In the early 13th century, a river, a good harbor and a strategic location not only made the city a prosperous trading center, it also attracted outsiders. The Chinese were the first to come in 1409, leaving settlers called Babas or Straits Chinese and, interestingly, the Islamic religion.

The Portuguese who took over in 1509 left a remarkably strong and enduring cultural imprint that included Christianity. Public buildings and churches seem to be the most significant remnants left by the Dutch, who controlled the area from 1641 until 1795.

The British, who dominated the entire region until its independence, except for a short period of Japanese control during World War II, left formidable baggage, including some of the institutions and traits necessary to make Malaysia a potent economic and political force. The British also intensified and complicated the cultural mix by importing large numbers of Indians and Chinese as laborers and bureaucrats.

Today Malacca's commercial importance has been diminished greatly by the growth of Singapore and Kuala Lumpur, Malaysia, business and trading centers. As a result, it has become a peaceful, slightly faded, backwater sort of place that invites low-keyed exploration.

The center of town is found near the waterfront on the eastern bank of the Malacca River, where the Malacca Tourist Centre is located. From here it is possible to walk, or take a bicycle rickshaw, to virtually all of the sights in town.

Across the street from the tourist center are Christ Church and the Stadthuys Building, both built during Dutch occupation. Christ Church, which can't be missed because of its bright red color, was completed in 1753. It's a traditional Dutch structure with 15-foot beams, each made from a single log, supporting its ceiling. Now an Anglican church, its services are conducted in English, Tamil and Mandarin, a tribute to Malacca's cultural melange.

The enormous salmon-pink building next to the church is the Stadthuys Building, a town hall built by the Dutch between 1641 and 1660. Today the impressive building with its heavy wooden doors and thick walls houses government offices and the Malacca National Museum.

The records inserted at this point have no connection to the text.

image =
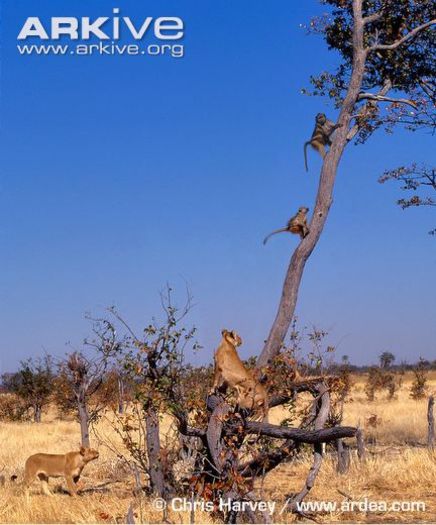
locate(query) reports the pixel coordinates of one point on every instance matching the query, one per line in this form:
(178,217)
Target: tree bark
(83,418)
(324,199)
(430,419)
(153,452)
(120,394)
(37,410)
(361,453)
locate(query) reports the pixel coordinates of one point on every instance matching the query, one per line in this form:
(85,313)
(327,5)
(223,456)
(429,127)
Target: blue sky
(119,174)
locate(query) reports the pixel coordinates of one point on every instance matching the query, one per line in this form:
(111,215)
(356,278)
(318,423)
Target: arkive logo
(115,35)
(102,28)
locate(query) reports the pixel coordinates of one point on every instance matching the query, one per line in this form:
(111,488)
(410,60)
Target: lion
(69,466)
(230,371)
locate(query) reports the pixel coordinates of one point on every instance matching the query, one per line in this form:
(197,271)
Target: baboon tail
(273,233)
(305,155)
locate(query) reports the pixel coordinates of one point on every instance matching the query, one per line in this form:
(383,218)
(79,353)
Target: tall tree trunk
(83,417)
(430,420)
(120,394)
(324,200)
(37,410)
(153,452)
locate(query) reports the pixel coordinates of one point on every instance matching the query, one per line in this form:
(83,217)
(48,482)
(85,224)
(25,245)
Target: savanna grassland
(398,468)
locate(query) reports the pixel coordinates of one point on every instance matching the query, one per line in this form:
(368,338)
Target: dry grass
(397,469)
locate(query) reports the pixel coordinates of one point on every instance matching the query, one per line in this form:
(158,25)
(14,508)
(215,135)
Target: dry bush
(13,408)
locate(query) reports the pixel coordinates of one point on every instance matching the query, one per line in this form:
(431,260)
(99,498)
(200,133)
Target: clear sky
(119,174)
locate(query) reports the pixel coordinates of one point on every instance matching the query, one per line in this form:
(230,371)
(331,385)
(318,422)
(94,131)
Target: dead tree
(85,378)
(377,65)
(227,478)
(430,420)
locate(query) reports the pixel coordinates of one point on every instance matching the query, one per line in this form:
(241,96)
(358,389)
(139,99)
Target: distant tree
(84,376)
(386,360)
(33,383)
(419,180)
(419,386)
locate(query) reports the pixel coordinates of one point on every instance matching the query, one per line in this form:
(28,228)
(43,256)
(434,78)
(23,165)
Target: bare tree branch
(381,98)
(405,38)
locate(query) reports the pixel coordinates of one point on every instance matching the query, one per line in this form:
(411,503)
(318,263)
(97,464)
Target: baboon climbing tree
(386,48)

An easy walk up the small hill behind the Stadthuys leads to St. Paul's Church, a Portuguese structure completed in 1590 by the Jesuits. The church has been neglected since the departure of the Portuguese and is now in ruins, but the view from the hill and the Dutch tombstones, which have been placed on graves in the crumbled nave, make the visit worthwhile.

To the west at the bottom of the hill is a stone gateway guarded by a couple of cannons, the meager remains of what was once a huge Portuguese fort called La Famosa. The fort, which was also used and modified by the Dutch, was torn down by the British when they gained control. The gateway, known as Porta de Santiago, was saved from destruction by Sir Stamford Raffles, the man who made Singapore a British trading center.

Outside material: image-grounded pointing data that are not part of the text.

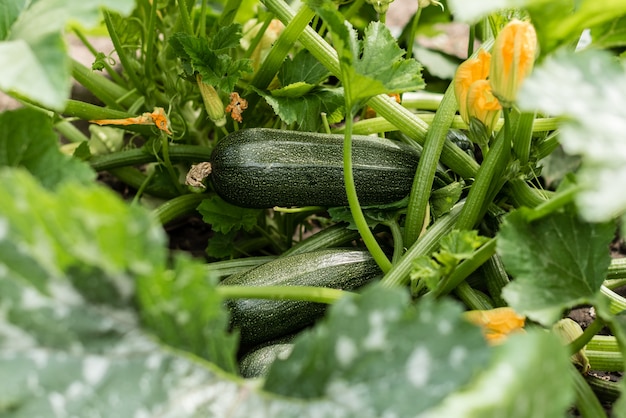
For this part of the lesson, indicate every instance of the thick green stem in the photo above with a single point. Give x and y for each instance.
(185, 20)
(489, 174)
(465, 268)
(423, 180)
(426, 245)
(406, 121)
(150, 38)
(353, 200)
(191, 153)
(523, 137)
(178, 207)
(586, 401)
(589, 332)
(300, 293)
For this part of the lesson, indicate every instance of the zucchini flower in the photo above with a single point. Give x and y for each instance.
(212, 102)
(473, 91)
(512, 60)
(483, 105)
(497, 323)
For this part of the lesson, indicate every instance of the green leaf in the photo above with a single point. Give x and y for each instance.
(609, 35)
(28, 140)
(306, 110)
(33, 55)
(185, 311)
(557, 261)
(507, 388)
(219, 70)
(374, 65)
(224, 217)
(588, 90)
(372, 354)
(303, 68)
(226, 37)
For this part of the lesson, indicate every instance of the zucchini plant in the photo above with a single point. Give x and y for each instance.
(309, 196)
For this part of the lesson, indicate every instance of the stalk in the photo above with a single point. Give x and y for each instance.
(178, 207)
(281, 48)
(465, 268)
(407, 122)
(353, 200)
(124, 58)
(300, 293)
(140, 156)
(425, 174)
(426, 245)
(586, 401)
(490, 173)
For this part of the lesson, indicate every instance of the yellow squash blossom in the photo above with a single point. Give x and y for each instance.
(473, 92)
(513, 57)
(483, 105)
(497, 323)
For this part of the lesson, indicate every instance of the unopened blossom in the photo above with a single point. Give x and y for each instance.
(513, 57)
(471, 77)
(496, 323)
(483, 105)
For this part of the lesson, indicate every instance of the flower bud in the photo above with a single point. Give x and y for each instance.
(513, 57)
(496, 323)
(212, 102)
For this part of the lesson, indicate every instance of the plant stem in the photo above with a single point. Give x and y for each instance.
(489, 174)
(150, 36)
(124, 58)
(178, 207)
(426, 245)
(406, 121)
(425, 174)
(411, 38)
(300, 293)
(191, 153)
(353, 200)
(465, 268)
(586, 401)
(185, 20)
(279, 51)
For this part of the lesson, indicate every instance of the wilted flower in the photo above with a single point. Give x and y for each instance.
(473, 91)
(512, 59)
(497, 323)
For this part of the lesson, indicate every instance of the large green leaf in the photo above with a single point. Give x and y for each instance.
(33, 55)
(588, 89)
(28, 140)
(507, 389)
(372, 65)
(558, 22)
(557, 261)
(374, 354)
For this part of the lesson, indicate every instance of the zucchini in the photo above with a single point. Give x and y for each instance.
(257, 362)
(261, 320)
(263, 168)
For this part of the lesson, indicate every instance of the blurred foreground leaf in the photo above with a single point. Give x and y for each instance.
(28, 140)
(558, 262)
(33, 55)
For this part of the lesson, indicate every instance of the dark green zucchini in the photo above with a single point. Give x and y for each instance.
(257, 362)
(262, 168)
(260, 320)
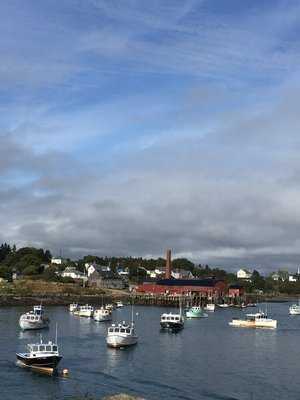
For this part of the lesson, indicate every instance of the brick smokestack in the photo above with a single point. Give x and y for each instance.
(168, 264)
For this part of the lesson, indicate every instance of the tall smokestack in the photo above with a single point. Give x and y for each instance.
(168, 264)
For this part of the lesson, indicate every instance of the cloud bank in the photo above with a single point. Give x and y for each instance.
(126, 130)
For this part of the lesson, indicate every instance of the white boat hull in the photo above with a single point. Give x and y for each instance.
(294, 310)
(267, 323)
(32, 325)
(210, 307)
(87, 313)
(121, 341)
(102, 318)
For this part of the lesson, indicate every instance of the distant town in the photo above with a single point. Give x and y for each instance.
(145, 276)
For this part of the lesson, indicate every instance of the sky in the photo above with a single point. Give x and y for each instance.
(132, 126)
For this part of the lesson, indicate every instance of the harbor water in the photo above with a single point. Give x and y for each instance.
(208, 359)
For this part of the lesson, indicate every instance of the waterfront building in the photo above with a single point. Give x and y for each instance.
(71, 272)
(236, 291)
(209, 287)
(92, 267)
(56, 260)
(106, 279)
(182, 274)
(244, 274)
(295, 277)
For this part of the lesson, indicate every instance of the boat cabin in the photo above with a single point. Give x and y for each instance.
(170, 318)
(38, 310)
(36, 349)
(86, 308)
(125, 329)
(256, 316)
(31, 317)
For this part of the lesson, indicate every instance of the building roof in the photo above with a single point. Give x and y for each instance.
(104, 275)
(188, 282)
(236, 286)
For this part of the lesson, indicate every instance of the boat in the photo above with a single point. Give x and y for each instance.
(102, 314)
(295, 309)
(173, 322)
(34, 319)
(170, 321)
(257, 320)
(210, 307)
(195, 312)
(85, 311)
(122, 334)
(224, 305)
(251, 305)
(73, 307)
(42, 355)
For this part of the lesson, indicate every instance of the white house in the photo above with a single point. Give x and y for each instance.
(243, 274)
(181, 274)
(71, 272)
(91, 268)
(295, 277)
(56, 260)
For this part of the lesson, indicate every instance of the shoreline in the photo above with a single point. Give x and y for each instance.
(12, 300)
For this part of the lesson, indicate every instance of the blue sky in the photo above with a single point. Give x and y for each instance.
(130, 126)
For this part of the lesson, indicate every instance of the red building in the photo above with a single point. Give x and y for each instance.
(236, 291)
(206, 287)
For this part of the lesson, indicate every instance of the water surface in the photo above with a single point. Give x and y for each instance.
(207, 360)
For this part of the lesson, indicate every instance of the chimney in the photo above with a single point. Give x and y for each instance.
(168, 264)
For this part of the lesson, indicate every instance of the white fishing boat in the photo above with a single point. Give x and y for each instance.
(73, 307)
(102, 314)
(85, 311)
(42, 355)
(172, 322)
(223, 305)
(257, 320)
(122, 334)
(195, 312)
(295, 309)
(210, 307)
(34, 319)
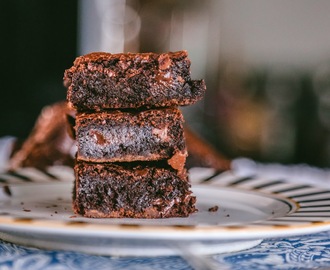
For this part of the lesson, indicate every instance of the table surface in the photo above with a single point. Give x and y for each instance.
(304, 252)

Across the river from Christ Church is the older, predominantly Chinese section of town in which most of the remaining tourist sights are to be found.

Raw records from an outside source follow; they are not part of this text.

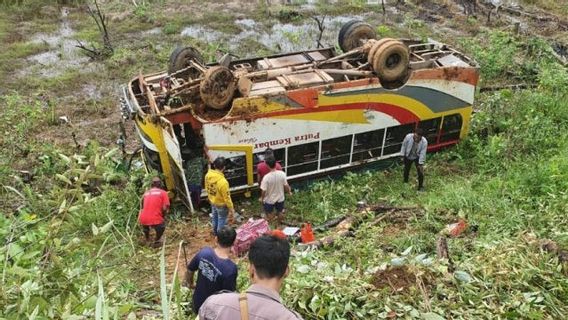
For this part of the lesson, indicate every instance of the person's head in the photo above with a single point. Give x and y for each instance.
(156, 182)
(269, 256)
(226, 237)
(268, 153)
(418, 134)
(270, 162)
(219, 163)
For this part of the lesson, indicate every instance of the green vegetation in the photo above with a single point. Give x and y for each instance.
(68, 214)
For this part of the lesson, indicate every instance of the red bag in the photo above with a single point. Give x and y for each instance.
(307, 234)
(247, 233)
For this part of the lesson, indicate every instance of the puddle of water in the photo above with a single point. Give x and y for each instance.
(63, 53)
(92, 91)
(202, 33)
(280, 37)
(153, 31)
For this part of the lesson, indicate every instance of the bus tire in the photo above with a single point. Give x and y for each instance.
(344, 28)
(218, 87)
(180, 58)
(391, 61)
(351, 37)
(376, 46)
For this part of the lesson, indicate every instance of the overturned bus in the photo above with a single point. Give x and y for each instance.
(319, 111)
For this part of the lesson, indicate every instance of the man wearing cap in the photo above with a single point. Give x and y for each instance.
(413, 150)
(154, 207)
(269, 256)
(219, 196)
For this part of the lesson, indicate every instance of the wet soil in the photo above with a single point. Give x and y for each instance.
(398, 278)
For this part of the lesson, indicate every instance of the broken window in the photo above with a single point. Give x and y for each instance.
(279, 154)
(302, 158)
(451, 127)
(431, 128)
(368, 145)
(335, 152)
(394, 137)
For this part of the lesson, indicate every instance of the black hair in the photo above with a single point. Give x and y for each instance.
(156, 182)
(270, 161)
(219, 163)
(270, 256)
(226, 236)
(268, 153)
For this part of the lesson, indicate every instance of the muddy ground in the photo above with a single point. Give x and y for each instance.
(86, 91)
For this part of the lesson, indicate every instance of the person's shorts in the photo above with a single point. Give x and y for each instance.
(278, 206)
(159, 228)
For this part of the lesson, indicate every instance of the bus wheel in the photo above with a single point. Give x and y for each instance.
(352, 33)
(180, 58)
(218, 87)
(376, 46)
(391, 61)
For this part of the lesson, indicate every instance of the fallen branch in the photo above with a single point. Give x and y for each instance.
(330, 223)
(508, 86)
(442, 251)
(325, 241)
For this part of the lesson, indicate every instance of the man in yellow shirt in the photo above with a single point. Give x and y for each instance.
(219, 196)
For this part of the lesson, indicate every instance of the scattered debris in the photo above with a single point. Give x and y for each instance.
(443, 253)
(398, 278)
(552, 247)
(456, 229)
(101, 21)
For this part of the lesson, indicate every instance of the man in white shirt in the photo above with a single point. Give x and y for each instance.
(413, 150)
(273, 187)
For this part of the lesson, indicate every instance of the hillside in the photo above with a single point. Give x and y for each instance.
(70, 195)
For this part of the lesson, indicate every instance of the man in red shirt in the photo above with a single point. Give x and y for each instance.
(155, 204)
(262, 168)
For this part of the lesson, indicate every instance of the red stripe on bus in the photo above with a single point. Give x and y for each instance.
(400, 114)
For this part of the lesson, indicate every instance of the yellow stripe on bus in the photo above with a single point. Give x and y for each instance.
(345, 116)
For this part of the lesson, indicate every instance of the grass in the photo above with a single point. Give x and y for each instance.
(73, 251)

The Cheng Hoon Teng Temple, founded in 1645, is the oldest functioning Chinese temple in Malaysia. The brightly colored, ornate structure, which pays homage to San Y Chiao, the three teachings of Buddhism, Taoism and Confucianism, is still the cultural center for the Chinese community in Malacca.

Down the street is the KampongKeling Mosque, a Sumatran-type mosque with Corinthian columns, English and Portuguese tiles and a Victorian chandelier -- making it a monument to cultural diversity. Around the corner is the Temple of Sri Poyyatha Vinayagar, a Hindu temple dedicated to Vinayagar -- the deity with a human body and an elephant's head. A beautiful black stone statue of him can be found in the temple.

A short distance away is the Baba and Nyonya Heritage Museum, one of the most interesting sights in the city. The Chinese settlers who came in the 1400s mixed with the Malays, forming a cultural group called Peranakan, the females of which are called Nyonyas and the males Babas. The museum, which is privately operated by Peranakans, is a typical 19th century Peranakan home. It is certainly worth the $2.75 entrance fee.